Memorandum: Defendant appeals from a judgment convicting him, upon his Alford plea, of two counts of robbery in the second degree (Penal Law § 160.10 [1], [2] [a]) and one count of burglary in the first degree (§ 140.30 [2]). Contrary to defendant's contention, County Court properly determined that the showup identification procedure was not unduly suggestive (see People v Newton, 24 AD3d 1287, 1288 [2005]), and thus the court properly refused to suppress the identification testimony of the four occupants of the burglarized apartment. The record establishes that the showup was conducted in geographic and temporal proximity to the crime (see People v Branch, 24 AD3d 1285 [2005]).
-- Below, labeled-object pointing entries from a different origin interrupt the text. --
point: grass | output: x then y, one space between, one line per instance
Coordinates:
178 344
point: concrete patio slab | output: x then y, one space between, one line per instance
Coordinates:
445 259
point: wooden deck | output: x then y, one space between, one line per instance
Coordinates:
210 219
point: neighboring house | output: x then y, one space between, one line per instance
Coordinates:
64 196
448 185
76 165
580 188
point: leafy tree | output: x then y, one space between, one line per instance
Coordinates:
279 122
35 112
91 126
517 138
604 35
The fact that defendant was in handcuffs standing next to a police officer when viewed by the witnesses does not render the procedure unduly suggestive as a matter of law (see People v Clark, 26 AD3d 743 [2006]; People v Paul, 6 AD3d 1129, 1130 [2004], lv denied 3 NY3d 679 [2004]), nor does the fact that defendant was viewed simultaneously by multiple witnesses (see People v Zeigler, 299 AD2d 910, 911 [2002], lv denied 99 NY2d 586 [2003]; People v Thomas, 105 AD2d 1098 [1984]; see generally People v Duuvon, 77 NY2d 541, 545 [1991]). There is no indication in the record that any witness influenced another witness during the simultaneous viewing (see Thomas, 105 AD2d 1098 [1984]; see generally People v Pross, 302 AD2d 895, 896 [2003], lv denied 99 NY2d 657 [2003]).
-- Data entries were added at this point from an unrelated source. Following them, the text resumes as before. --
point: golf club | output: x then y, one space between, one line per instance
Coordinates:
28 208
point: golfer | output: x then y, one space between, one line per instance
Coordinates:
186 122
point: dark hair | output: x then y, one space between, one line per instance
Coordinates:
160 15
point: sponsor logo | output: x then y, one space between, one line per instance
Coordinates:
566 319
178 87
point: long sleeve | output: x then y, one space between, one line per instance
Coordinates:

The court also properly refused to suppress the tangible evidence seized by the police. We conclude that the officers had probable cause to arrest the suspects for robbery based upon the contents of the 911 telephone call and police dispatches and the officers' observations at the scene (see People v Hamilton, 17 AD3d 1052, 1053-1054 [2005]; People v Jones, 155 AD2d 889 [1989], lv [*2]denied 75 NY2d 814 [1990]), and we further conclude that the officers had probable cause to search the vehicle for fruits of that robbery, weapons used by the suspects, or other evidence of the crime (see People v Shabazz, 289 AD2d 1059 [2001], cert denied 537 US 1165 [2003], affd 99 NY2d 634 [2003], rearg denied 100 NY2d 556 [2003]; People v Langen, 60 NY2d 170, 181-182 [1983], cert denied 465 US 1028 [1984]). Although defendant further contends on appeal that the court "should have suppressed [his] statement," we note that the court essentially did so, based on the People's concession that the statement was elicited after defendant had invoked his right to remain silent. Finally, the sentence is not unduly harsh or severe. Present—Scudder, J.P., Kehoe, Smith, Green and Pine, JJ.